Design and Validation of a Customizable Electromyographic Sensor Module for the DLR Research Wristband

Abstract

This master’s thesis presents the design and validation of a customizable surface electromyography sensor module tailored for integration into the DLR research wristband, a modular wearable platform aimed at advancing human-machine interfaces. Surface electromyography enables the non-invasive detection of electrical activity produced by skeletal muscles, providing valuable insights into user intent for controlling assistive devices and interactive systems. The thesis addresses critical challenges in sEMG signal acquisition, such as minimizing power line interference, optimizing signal-to-noise ratio, and improving spatial and temporal resolution through electrode and circuit design. A systematic approach was employed involving circuit simulation, circuit and electrode design, and sensor module validation. Four circuit topologies, single differential with three or six electrodes, double differential with four electrodes, and monopolar with six electrodes, were designed and analyzed. Simulations evaluate gain, commonmode rejection ratio, and frequency response. Sensor modules were validated in comparison to a commercial sEMG system. Experiments employed an isometric contraction protocol on the biceps brachii across multiple load levels to assess signal quality, frequency characteristics, and the ability to detect propagating motor unit action potentials.
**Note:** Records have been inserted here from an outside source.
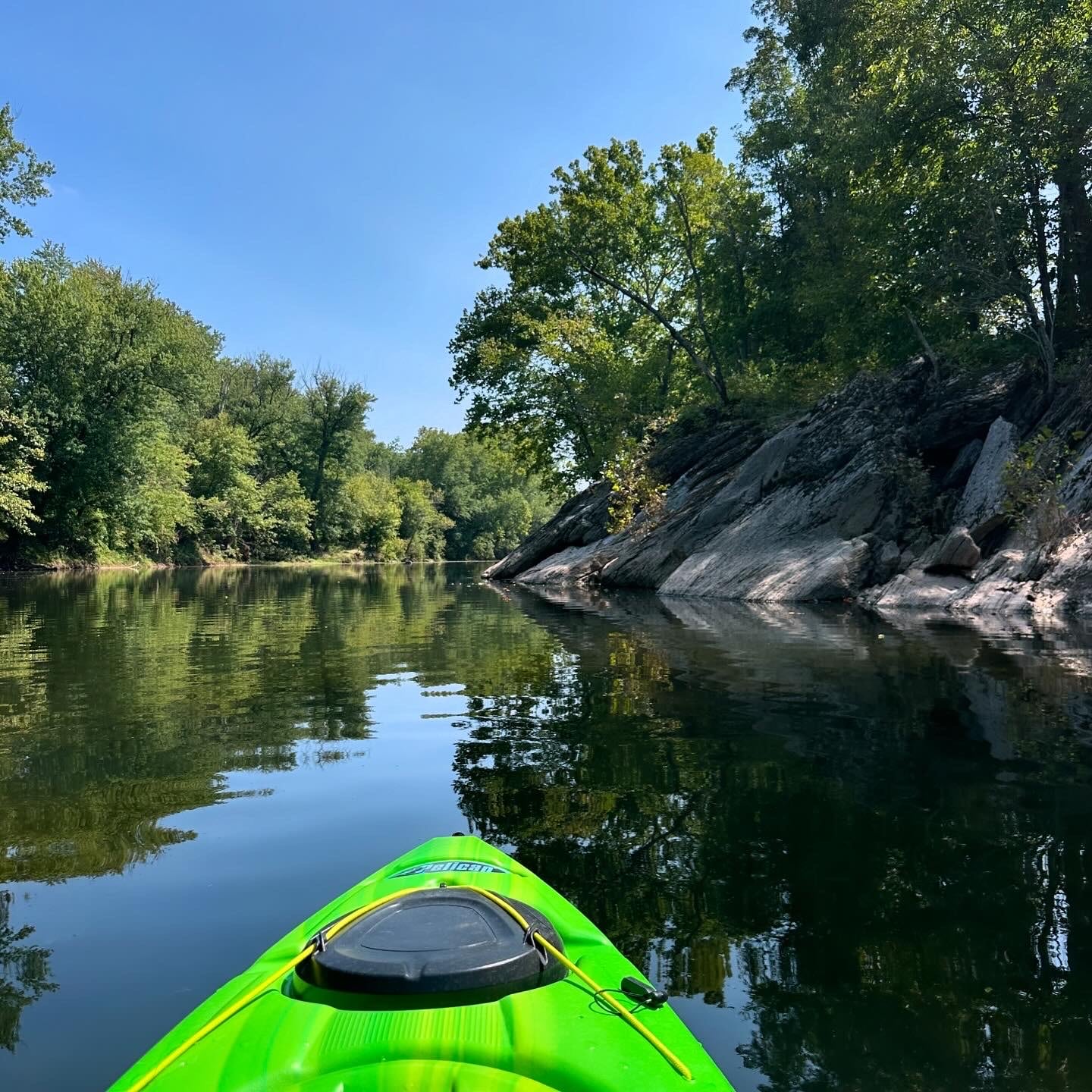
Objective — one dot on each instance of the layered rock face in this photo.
(890, 493)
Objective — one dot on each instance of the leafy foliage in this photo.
(1032, 481)
(22, 176)
(913, 177)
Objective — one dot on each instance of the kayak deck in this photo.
(556, 1037)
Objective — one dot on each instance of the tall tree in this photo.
(633, 290)
(22, 176)
(331, 419)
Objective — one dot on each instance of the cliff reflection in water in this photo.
(886, 833)
(864, 846)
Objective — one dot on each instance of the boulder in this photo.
(981, 507)
(957, 551)
(960, 471)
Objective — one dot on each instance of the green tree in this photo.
(491, 501)
(637, 288)
(331, 423)
(20, 449)
(911, 150)
(22, 176)
(423, 524)
(370, 516)
(96, 364)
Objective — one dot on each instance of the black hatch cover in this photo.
(437, 940)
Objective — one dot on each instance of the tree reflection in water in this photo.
(889, 839)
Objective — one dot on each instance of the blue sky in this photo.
(317, 179)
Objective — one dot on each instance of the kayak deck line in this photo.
(370, 962)
(320, 940)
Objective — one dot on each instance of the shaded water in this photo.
(858, 855)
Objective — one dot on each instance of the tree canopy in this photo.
(913, 177)
(126, 432)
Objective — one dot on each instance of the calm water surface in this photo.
(858, 855)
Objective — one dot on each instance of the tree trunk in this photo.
(1074, 306)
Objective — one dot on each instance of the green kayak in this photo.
(451, 970)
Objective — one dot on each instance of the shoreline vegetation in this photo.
(912, 181)
(128, 437)
(345, 558)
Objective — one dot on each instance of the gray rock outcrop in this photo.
(981, 508)
(890, 493)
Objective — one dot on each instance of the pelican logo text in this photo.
(450, 866)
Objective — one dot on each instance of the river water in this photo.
(856, 853)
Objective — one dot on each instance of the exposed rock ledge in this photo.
(889, 493)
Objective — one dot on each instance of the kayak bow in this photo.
(451, 970)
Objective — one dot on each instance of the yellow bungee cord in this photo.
(331, 930)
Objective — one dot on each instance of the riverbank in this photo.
(143, 563)
(959, 494)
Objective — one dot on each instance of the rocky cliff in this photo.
(889, 493)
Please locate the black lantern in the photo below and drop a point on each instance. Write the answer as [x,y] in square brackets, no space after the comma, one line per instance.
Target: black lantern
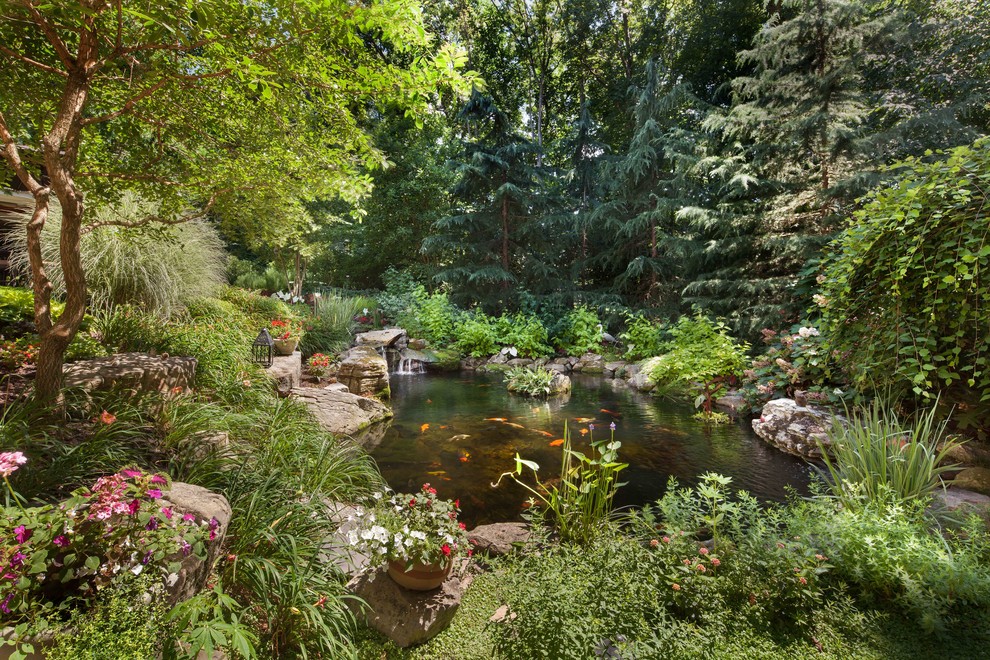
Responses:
[262,347]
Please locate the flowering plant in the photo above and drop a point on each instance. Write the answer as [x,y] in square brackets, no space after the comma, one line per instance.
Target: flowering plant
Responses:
[410,528]
[284,329]
[321,365]
[54,556]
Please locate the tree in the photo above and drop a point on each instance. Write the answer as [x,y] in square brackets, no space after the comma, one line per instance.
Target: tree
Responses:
[491,243]
[189,103]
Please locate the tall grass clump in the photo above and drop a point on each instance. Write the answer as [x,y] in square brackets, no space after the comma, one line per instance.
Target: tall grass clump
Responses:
[875,454]
[331,328]
[158,267]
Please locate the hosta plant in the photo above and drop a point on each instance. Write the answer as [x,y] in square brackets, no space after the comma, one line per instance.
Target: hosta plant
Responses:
[410,528]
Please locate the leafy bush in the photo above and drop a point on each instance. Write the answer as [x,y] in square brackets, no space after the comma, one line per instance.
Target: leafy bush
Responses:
[476,335]
[700,351]
[643,337]
[582,332]
[904,291]
[159,267]
[795,359]
[531,382]
[887,553]
[874,456]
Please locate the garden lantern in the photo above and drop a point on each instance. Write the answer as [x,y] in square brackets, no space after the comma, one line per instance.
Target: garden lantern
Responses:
[261,349]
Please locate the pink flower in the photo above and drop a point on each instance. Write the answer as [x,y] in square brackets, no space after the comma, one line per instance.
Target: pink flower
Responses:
[10,461]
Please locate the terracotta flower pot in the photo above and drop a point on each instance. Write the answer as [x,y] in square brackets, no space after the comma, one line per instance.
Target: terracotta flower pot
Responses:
[285,346]
[419,577]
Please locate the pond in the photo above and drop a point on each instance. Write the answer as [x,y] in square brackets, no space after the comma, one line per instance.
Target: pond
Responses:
[459,432]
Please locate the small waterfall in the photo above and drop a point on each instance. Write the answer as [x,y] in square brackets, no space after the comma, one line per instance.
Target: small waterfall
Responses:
[409,366]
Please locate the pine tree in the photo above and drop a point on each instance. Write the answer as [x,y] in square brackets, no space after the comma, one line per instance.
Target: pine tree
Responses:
[491,245]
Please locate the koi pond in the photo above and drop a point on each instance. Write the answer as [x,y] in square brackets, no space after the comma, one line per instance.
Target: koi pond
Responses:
[459,432]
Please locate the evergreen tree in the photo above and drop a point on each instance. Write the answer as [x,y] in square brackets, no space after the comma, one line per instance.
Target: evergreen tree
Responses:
[492,243]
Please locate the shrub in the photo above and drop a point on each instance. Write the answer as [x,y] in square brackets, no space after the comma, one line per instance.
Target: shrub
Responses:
[643,337]
[904,289]
[158,267]
[531,382]
[582,332]
[476,335]
[795,359]
[700,351]
[875,456]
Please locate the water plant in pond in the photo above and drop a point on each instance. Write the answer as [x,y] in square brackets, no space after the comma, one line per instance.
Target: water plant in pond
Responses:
[410,528]
[531,382]
[874,452]
[582,500]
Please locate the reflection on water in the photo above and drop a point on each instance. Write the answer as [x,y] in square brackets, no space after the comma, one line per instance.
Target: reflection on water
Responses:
[459,432]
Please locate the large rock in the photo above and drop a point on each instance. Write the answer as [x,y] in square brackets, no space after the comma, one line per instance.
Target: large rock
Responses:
[286,370]
[407,617]
[205,505]
[389,338]
[138,372]
[974,479]
[342,413]
[590,363]
[795,429]
[499,539]
[364,371]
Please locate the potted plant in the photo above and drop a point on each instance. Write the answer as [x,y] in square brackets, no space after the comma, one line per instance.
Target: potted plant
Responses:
[418,536]
[286,334]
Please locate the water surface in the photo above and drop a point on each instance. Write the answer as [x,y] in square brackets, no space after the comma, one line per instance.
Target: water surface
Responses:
[446,432]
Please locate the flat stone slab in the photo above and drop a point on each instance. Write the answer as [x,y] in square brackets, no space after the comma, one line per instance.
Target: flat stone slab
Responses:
[342,413]
[499,539]
[407,617]
[135,371]
[389,337]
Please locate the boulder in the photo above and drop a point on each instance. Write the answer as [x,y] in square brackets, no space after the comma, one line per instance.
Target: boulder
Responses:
[974,479]
[499,539]
[795,429]
[205,505]
[406,617]
[590,363]
[363,370]
[342,413]
[137,372]
[286,370]
[389,338]
[614,369]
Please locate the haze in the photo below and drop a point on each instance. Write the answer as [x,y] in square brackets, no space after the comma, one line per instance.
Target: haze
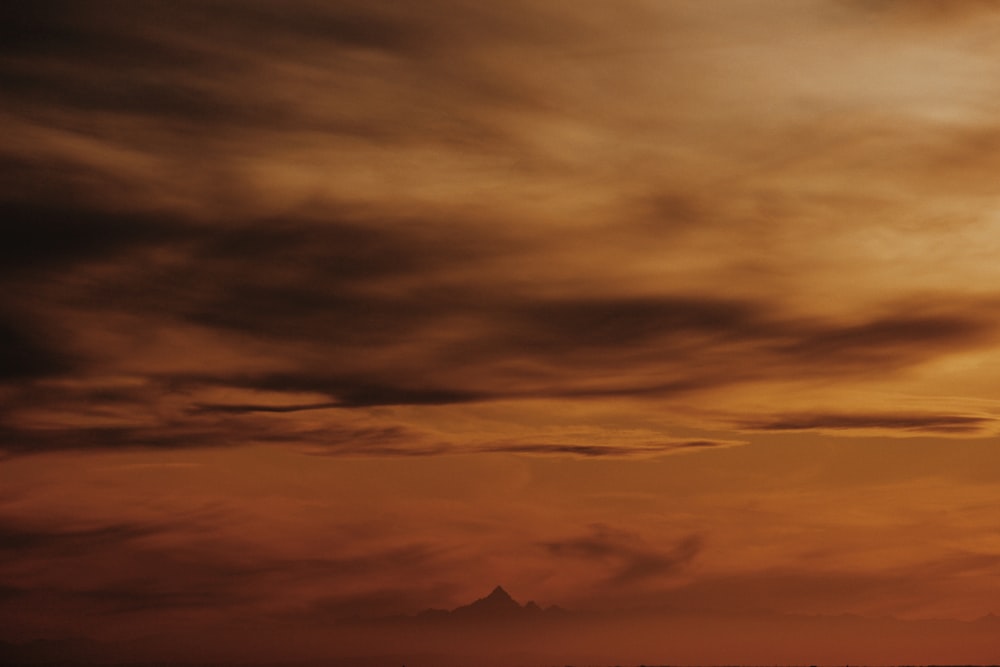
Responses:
[315,310]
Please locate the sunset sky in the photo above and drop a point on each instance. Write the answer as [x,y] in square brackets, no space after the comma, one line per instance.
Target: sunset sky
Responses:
[325,308]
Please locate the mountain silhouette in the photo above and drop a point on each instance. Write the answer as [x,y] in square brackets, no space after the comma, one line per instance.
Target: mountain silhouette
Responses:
[499,603]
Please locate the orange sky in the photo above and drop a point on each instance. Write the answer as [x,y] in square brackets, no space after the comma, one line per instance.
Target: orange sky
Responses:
[314,309]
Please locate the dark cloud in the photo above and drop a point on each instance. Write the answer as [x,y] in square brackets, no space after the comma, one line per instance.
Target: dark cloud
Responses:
[49,235]
[28,352]
[885,341]
[916,422]
[19,541]
[629,557]
[613,450]
[581,324]
[809,590]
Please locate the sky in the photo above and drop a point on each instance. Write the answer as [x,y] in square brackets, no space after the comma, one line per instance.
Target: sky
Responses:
[318,309]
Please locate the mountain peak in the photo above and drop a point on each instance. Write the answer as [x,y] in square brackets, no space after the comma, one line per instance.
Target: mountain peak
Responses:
[499,594]
[498,602]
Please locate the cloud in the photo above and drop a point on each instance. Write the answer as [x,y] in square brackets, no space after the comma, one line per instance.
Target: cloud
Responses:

Results demonstrated that the designed sensor modules achieved comparable signalto-noise ratios to the commercial reference system, although steel electrodes presented challenges related to increased common-mode noise that could be mitigated by notch filtering. The results revealed that single and double differential acquisition modes significantly affect the amplitude and frequency characteristics of measured EMG signals, which must be considered when interpreting sEMG data or designing sensor systems. The integration of the sensor module into the DLR research wristband was successfully validated through a multi-subject study, confirming consistent sEMG acquisition under various loading conditions and highlighting battery-powered operation benefits. The findings substantiate the feasibility of a customizable, modular sEMG solution for wearable applications.